O jornalista Vitor Netto colabora com o colunista Rodrigo Lopes, titular deste espaço.
A enchente de maio de 2024 atingiu 478 dos 497 municípios gaúchos, com mais de 2 milhões de pessoas diretamente afetadas, sendo que metade delas precisou se deslocar de suas casas. É nesse contexto que um artigo científico do professor de Relações Internacionais da ESPM-SP, o gaúcho Roberto Uebel, se propõe a estudar como os eventos climáticos extremos podem promover migrações internas, ou seja, o deslocamento dos moradores das suas cidades para outras regiões.
O documento, intitulado Redefining Borders in the Era of Climate Change: The Case of the 2024 Rio Grande do Sul Floods, foi apresentado recentemente em um evento na Universidade de Victoria, no Canadá.

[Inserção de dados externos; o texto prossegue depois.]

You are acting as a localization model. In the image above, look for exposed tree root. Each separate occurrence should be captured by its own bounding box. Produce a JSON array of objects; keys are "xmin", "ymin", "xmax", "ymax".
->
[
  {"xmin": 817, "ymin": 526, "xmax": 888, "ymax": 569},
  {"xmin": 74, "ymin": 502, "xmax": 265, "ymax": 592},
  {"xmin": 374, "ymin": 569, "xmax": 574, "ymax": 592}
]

A pesquisa traz o termo "refugiado climático", que é toda aquela pessoa que teve de deixar sua residência para um local de moradia temporária ou definitiva por razões climáticas. Segundo Uebel, existem diferentes categorias e causas distintas, como enchente, seca, tornado, furacão ou ciclone.
- A partir da pesquisa que realizamos, (percebemos) que o caso do Rio Grande do Sul foi muito específico por duas razões muito simples: primeiro, pelo ineditismo. Nós nunca tínhamos tido uma enchente com estas proporções. Tivemos a enchente de 1941 e em setembro de 2023, mas que não causaram uma migração em massa e longa. Uma outra característica é que esse deslocamento não teve um padrão específico, por exemplo, com relação a gênero, renda ou grau de instrução - explica Uebel.
Conforme o pesquisador, essa segunda característica se destaca pelo grande número de gaúchos afetados, independentemente de graus financeiros e societários.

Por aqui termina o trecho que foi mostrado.